In our Circuit Pastors’ Meeting this past week, we studied the article in the Augsburg Confession (one of our Lutheran confessional writings to which we all are bound) that deals with “traditions” such as the Roman Catholics’ distinction of food and prescribed fasts (Augsburg Confession XXVI). Such “traditions” can obscure the grace of God and faith in Him by wrongly suggesting that by keeping such “traditions” we earn grace and make up for sin. Such “traditions” also can obscure the Commandments of God, as they did in the case of the Jewish leaders in today’s Gospel Reading, and such “traditions” can burden consciences. However, we keep and properly teach about and practice other “traditions” that serve to keep order in and build up the Church, such as the use of liturgy, vestments, and the Church year or calendar. Those “traditions” serve and support God’s Gospel “tradition”. And, especially on Rally Day, we think of not only what our Hymn of the Day called “retaining” Scripture and the Catechism’s plain teaching (Lutheran Service Book 865), but we also think of handing down Scripture and the Catechism’s plain teaching to our children and to others. “God hands down His Gospel tradition through us”! We do not teach or do our own made up good works, but we teach and do God’s Commandments—such as God’s Sixth Commandment, with wives’ submitting to their husbands and husbands’ loving their wives as Christ loved the Church and gave Himself up for her. In short, enabled by God, we draw near to God with our mouths, honor Him with our lips, and have our hearts close to Him, too. We walk according to His Word, both law and Gospel, living in His forgiveness of sins. We hold to our confession of faith based solidly on God’s Word (Hebrews 4:14), and so we hold to the hope that it sets before us (Hebrews 6:18).

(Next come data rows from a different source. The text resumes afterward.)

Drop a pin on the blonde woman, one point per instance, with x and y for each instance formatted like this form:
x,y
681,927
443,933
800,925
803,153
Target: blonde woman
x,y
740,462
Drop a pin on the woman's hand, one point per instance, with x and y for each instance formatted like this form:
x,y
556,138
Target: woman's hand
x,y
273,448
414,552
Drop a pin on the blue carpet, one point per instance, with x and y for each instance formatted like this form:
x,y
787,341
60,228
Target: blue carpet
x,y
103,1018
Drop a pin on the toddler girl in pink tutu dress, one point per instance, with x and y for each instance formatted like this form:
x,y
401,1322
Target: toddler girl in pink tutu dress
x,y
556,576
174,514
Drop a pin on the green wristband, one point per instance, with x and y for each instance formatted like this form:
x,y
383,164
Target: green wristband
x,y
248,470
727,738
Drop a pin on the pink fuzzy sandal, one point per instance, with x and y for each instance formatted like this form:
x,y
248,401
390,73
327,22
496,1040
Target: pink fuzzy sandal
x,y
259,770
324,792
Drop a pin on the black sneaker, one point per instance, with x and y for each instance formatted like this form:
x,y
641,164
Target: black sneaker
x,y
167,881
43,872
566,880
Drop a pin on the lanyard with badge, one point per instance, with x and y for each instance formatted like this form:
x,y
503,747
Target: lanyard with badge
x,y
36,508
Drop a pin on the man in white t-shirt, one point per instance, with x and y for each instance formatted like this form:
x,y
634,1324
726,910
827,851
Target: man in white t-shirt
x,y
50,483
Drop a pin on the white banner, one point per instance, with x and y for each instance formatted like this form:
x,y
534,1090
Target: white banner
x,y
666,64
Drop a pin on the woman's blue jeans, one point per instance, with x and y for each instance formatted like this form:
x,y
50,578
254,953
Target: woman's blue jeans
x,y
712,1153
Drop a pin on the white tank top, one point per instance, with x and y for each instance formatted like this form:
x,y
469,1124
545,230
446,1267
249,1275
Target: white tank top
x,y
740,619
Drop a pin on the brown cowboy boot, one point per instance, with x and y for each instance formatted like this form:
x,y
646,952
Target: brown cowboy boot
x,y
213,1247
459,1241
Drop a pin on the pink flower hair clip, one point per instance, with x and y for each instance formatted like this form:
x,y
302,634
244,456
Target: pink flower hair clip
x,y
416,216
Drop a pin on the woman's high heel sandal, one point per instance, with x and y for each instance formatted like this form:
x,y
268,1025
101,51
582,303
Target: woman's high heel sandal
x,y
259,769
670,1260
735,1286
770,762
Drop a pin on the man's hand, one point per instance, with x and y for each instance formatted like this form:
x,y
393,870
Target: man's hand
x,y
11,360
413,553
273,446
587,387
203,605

In “Fiddler on the Roof’s” song “Tradition”, the main character, Tevye, says that, without their traditions, their lives would be as shaky as a fiddler standing on the roof (Lyrics). Perhaps we could say better that without God’s Gospel tradition our lives would be as shaky as a fiddler standing on the roof, if not that our lives would be as something much worse! We give thanks that God hands down His Gospel tradition to and through us. And, as we prayed in the Collect, we know that, as God defends His Church from all false teaching and error, then His faithful people will confess Him to be the only true God and rejoice in His good gifts of life and salvation, both now and for eternity.
Amen.
The peace of God, which passes all understanding, keep your hearts and minds in Christ Jesus. Amen.